Chiwetel Ejiofor as Patrice      Lumumba

Chiwetel Ejiofor as Patrice Lumumba

The feel of participation is immediate: we are sat on plastic and rusted metal chairs in front of colourful 50s round tables. The actors – all black – are already on the stage to welcome the crowds. They are dancing to Congo’s music; giggling; grimacing and waving to the audience that is all the way up; on the balcony. The room is dark and air-conditioned but the vigorous African spirit snugly unwinds you. And the story of Patrice Lumumba, Congo’s first democratically elected leader, begins with a transfer to an African early morning where saleswomen walk up and down the streets with big baskets on the top of their heads. “I have been there”, I think when Chiwetel Ejiofor’s  voice as Patrice Lumumba establishes his powerful presence; from now until he is forcefully silenced by death.
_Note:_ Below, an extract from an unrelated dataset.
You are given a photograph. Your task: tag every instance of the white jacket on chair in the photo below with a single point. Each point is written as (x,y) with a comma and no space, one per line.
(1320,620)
“A Season in the Congo”, a 1966 play by Aimé Césaire, at the Young Vic in London, wraps Africa’s turbulent times in a two-hour musical, theatrical, dancing but above all tremendously human show. Since his election in 1960, and until he was murdered by rebel troops (allegedly with the Western support) in 1961, Patrice Lumumba fought for a post-colonial ideal and a united Africa. The portrayal of his positive personality and dedication to justice makes him vulnerable in our eyes; a child you wish you could forever protect from the world’s atrociousness.
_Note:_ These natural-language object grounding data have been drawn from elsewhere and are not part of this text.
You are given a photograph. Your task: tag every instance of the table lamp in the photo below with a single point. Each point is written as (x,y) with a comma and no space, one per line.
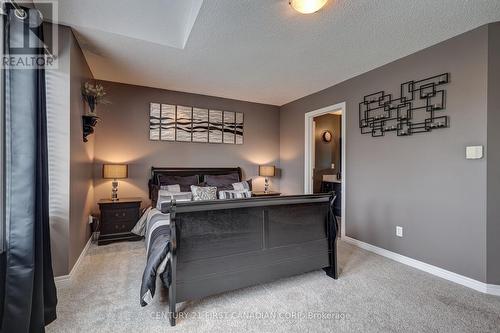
(267,171)
(115,172)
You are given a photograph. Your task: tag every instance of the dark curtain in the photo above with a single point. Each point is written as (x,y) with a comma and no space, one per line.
(30,295)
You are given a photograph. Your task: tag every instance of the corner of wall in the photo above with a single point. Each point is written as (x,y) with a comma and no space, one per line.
(493,157)
(81,157)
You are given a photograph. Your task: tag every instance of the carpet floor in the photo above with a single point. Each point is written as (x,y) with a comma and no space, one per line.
(373,294)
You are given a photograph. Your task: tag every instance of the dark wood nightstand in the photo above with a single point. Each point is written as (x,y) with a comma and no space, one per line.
(264,194)
(118,218)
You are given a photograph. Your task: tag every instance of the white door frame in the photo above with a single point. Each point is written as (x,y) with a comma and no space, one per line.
(309,150)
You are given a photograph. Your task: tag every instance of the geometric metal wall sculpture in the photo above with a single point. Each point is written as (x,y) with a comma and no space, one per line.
(417,110)
(189,124)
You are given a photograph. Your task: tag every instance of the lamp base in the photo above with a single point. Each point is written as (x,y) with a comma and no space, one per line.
(266,185)
(114,191)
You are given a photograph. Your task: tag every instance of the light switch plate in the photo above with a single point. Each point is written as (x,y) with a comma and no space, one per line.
(473,152)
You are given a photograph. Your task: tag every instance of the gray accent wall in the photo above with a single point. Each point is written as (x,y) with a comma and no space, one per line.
(422,182)
(71,196)
(123,137)
(493,229)
(81,158)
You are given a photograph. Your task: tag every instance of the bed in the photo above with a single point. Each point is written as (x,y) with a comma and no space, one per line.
(222,245)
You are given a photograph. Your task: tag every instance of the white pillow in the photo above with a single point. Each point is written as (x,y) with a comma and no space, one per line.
(235,194)
(204,193)
(171,188)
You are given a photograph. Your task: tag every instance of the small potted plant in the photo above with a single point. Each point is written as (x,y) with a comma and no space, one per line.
(93,94)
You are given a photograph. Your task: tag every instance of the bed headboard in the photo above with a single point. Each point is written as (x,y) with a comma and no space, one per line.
(168,171)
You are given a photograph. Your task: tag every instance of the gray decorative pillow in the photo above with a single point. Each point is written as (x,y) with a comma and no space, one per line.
(204,193)
(171,188)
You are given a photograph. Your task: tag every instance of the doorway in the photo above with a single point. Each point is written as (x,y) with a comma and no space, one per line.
(325,163)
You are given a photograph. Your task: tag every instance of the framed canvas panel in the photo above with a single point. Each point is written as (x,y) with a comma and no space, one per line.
(215,126)
(200,125)
(183,124)
(238,128)
(154,121)
(229,119)
(167,122)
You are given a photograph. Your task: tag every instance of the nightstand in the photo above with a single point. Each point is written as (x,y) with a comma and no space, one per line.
(264,194)
(118,218)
Lumumba’s wife (Joan Iyiola) role, like she has escaped from a Greek tragedy, is to prevent the bad from happening. She is crying over her husband’s political involvement; she is protesting against his naiveness, and she is warning him with dreams and omens. But she is there only for the audience to be warned. Lumumba loves his wife but Africa has been inside his heart long before she has.

The satire is swimmingly applied through an ensemble of man-sized, carnival looking puppets in the role of Western bankers, who are “distributing” Katanga’s region minerals. The comedy is successful when the UN Secretary General – a black actor with a fluorescent blonde wig – repeats himself: “I am neutral”. Not to forget the King’s of Belgium, Badouin II, monologue about how Belgium is generously giving back Congo to its people after having built it at Belgian citizens’ expenses. The intervention of America and the Soviet Union is shown by flags that serve as bodies, and animal skulls for heads that mouth the words of the nations. If all actors are black, guess how we distinguish the Westerners from the Congolese: the Westerners wear long, piggy noses. Very imaginative; very fine art.
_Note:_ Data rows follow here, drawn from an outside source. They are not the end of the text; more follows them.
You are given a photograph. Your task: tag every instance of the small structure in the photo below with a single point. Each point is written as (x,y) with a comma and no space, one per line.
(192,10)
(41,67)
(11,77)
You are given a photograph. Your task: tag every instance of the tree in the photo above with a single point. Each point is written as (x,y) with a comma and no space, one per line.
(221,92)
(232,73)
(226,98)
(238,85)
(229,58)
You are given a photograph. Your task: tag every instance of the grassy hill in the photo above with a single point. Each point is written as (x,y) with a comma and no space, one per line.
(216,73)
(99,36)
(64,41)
An oral narrator couldn’t miss from a story about Africa. Kabongo Tshisensa talks in one of Congo’s languages, and his words are narrated in English by the other actors on stage. He is one of those tribal men whom you recognise as wise. His words are not always clear but you can see the future in his eyes. All the actors have perfectly stylized their speech according to the Congolese affluence.

The movement in the play is vital. Twenty to twenty-five actors were left in the hands of co-director Sidi Larbi Cherkaoui, who choreographed them in a variety of situations: a triumphant crowd, fighters and massacre victims, intimate lovers and at the end assassins of their most loyal man: Patrice Lumumba. The slow motion of his death prolonged our emotions and my tears.